2 min.

Post Mortem: Brief Outage on April 27, 2025 Due to Host Overload (Out of Memory)

Post Mortem: Brief Outage on April 27, 2025 Due to Host Overload (Out of Memory)
Image: a_roesler / Pixabay

On April 27, 2025, there was a brief outage within our infrastructure between 11:12 PM and 11:17 PM. The cause was a memory overload on one of our hosts, which became unresponsive. Our monitoring system triggered an alarm within a minute of the outage and notified the responsible on-call staff member.

Timeline of the Incident:

  • 11:12 PM – The host becomes unresponsive due to a memory overload.
  • 11:13 PM – The responsible on-call staff member begins the investigation.
  • 11:14 PM – The monitoring system triggers an alert.
  • 11:16 PM – The affected host is identified as the root cause. A live migration of affected virtual machines is initiated. Non-critical VMs are powered down to release resources.
  • 11:17 PM – The infrastructure is back online, and the migration is ongoing.
  • 11:19 PM – The host is fully back online. A live migration of the remaining VMs is conducted, which may lead to minimal performance dips in the minutes following.

Cause of the Incident: The incident was caused by a memory overload on a host system. This resulted in the host being unable to respond to requests, temporarily affecting parts of the infrastructure.

Remedial Actions: After being alerted by the monitoring system, the host's overload was identified. Non-essential, non-critical VMs were promptly shut down, and a load distribution among the remaining systems was conducted. Simultaneously, a live migration of the affected virtual machines to other hosts was initiated. This quickly alleviated the host and restored the infrastructure.

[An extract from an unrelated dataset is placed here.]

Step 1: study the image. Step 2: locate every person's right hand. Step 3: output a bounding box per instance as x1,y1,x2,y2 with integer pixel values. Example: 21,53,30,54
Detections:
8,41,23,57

Reflection and Preventive Measures: To ensure such an incident is avoided in the future, we are implementing the following measures:

  1. Adjusting Monitoring Thresholds: We will adjust the threshold for RAM consumption in the monitoring system so that an impending overload can be detected earlier, allowing timely response.
  2. Automatic Load Distribution: Moving forward, we will introduce automatic load distribution for our non-critical VMs to preemptively prevent exceeding critical thresholds.